落語で防災を学ぶ 和市の小学校で(写真付) 

2018年02月10日 20時04分 ニュース, 社会, 防災

小学生に落語で防災を学んでもらおうという取り組みが、きょう(2/10)、和歌山市の砂山小学校で行われ、アマチュア落語家の男性が災害に備えるよう落語で訴えました。

防災落語を演じるゴスペル亭パウロさん

これは、和歌山市の砂山地区を拠点に災害に強く魅力ある街づくりに取り組んでいるNPO法人・砂山バンマツリと砂山小学校区こどもセンターが主催したもので、地元に住むアマチュア福音落語家のゴスペル亭パウロさん、こと、小笠原浩一(おがさわら・こういち)さんに、子どもが楽しく防災を学べる落語を、と依頼し、実現しました。

きょう午前9時半から砂山小学校のランチルームで行われた落語会では、小笠原さんが、学校で防災について学んだ小学3年生の男の子と、母親とのやり取りを通して、地震が起きた時に取るべき行動や非常用持ち出し袋の準備、非常食の買い替えなど、災害に備えることの大切さを強調しました。

また、落語の前には、和歌山県発行のパンフレットで、南海トラフの地震が30年以内に70%の確率で発生することや、地震による津波が和歌山市に到達する時刻などを説明したほか、同じセリフでも言い方や表情によって変化する落語の魅力を紹介しました。

落語の小噺に挑戦する小学生

落語会には、砂山小学校の児童や保護者、地域の住民らおよそ50人が訪れ、小笠原さんが演じる親子の会話に聞き入っていました。

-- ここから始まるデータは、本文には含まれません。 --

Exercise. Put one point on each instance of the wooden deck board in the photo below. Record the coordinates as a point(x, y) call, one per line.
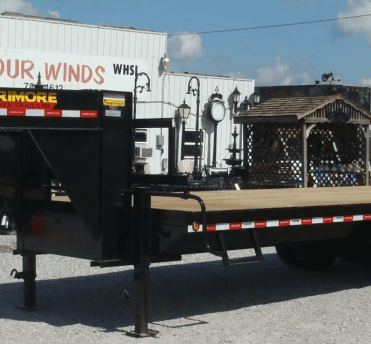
point(267, 198)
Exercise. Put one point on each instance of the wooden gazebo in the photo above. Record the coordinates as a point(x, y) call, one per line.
point(306, 142)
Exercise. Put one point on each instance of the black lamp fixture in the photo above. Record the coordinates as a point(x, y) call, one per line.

防災落語を聞いた児童と保護者は、「わかりやすかった。防災の袋を作っていないので用意します」とか、「防災の落語を聞くのは初めてでしたが、避難先を事前に細かく決めておくことなど、内容が具体的でイメージしやすかったです」などと話していました。

和歌山市・砂山小学校で

和歌山市主催のワークショップで、落語家の桂枝曾丸(かつら・しそまる)さんから落語のてほどきを受け、防災士の資格もとったゴスペル亭パウロこと、小笠原さんは、「子どもたちが、近所の人を巻き込んで避難することや、避難袋の確認などを実践してみようと思う一つのきっかけになればと思います。避難所で気を付けることなど、第2弾、3弾の防災落語もつくっていきたい」と話していました。

防災落語の会を主催したNPO法人・バンマツリの代表理事、樫原雅忠(かしはら・まさただ)さんは、「子どもたちが熱心に、落語を聞いていたので、関心を持ってもらえたと思います。子どもから大人へ、防災に備える輪を広げていけるよう今後も取り組みを続けていきます」と話していました。